Это еще не меняло политики, но, понимаете, есть вещи, которые начинаются так: вот это сделать уже нельзя; потом придет: а это сделать можно или нужно; а где-то начинается с того: а это сделать уже нельзя. Вот Андропов хотел уничтожить диссидентство, применяя старый способ, которым когда-то покончили с ворами в законе: ну, так сказать, забирая людей в места заключения и там с помощью всяких провокаций — удлиняя, продолжая сроки, пока эта порода людей не выведется. Но ведь не вышло. Оказалось, что это сделать уже нельзя. Политика еще не менялась, но система, которая начинает чувствовать, система, которая построена на всемогуществе, на том, что она присутствует в каждом проявлении человеческой жизни от рождения до крематория (причем присутствует не только карающим образом, но и, так сказать, патронируя человеческую жизнь, — но присутствует! определяет собою существование людей, согласных с тем, что их существование определяется этим образом; и, может быть, даже в этой привычке есть нечто, людей устраивающее).
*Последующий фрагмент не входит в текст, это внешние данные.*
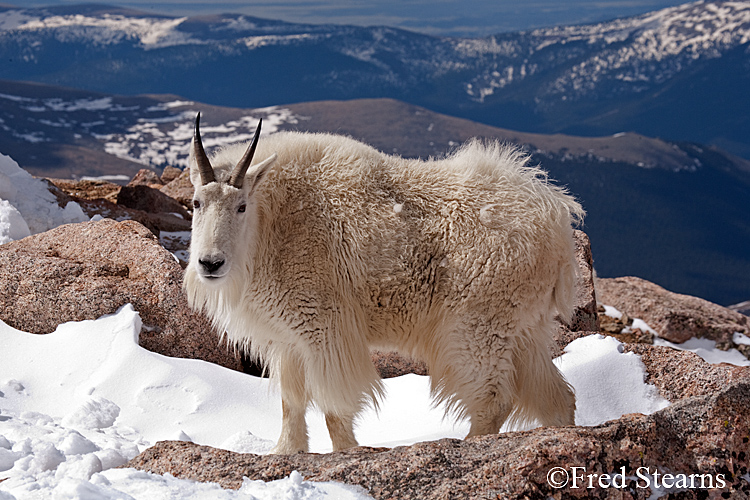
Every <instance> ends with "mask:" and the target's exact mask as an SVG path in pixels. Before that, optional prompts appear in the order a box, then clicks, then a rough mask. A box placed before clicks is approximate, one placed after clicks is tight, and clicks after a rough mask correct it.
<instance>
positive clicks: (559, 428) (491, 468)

И вдруг эта система, построенная на вот этой жесткой логике всеприсутствия, так сказать, на инерции его — конечно, уже система не в сталинском классическом варианте, уже постсталинская (все-таки Хрущев был, 20-й съезд был — тоже ведь вещи, которые забывать нельзя! вот), но система, которая чувствует, что она чего-то сделать не может. И это очень глубинный источник кризиса и того императива, который, нарождаясь вот таким образом, потом выльется в то, что мы называем перестройкой.
Корр.: Но перестройка — это было все-таки спасение для системы?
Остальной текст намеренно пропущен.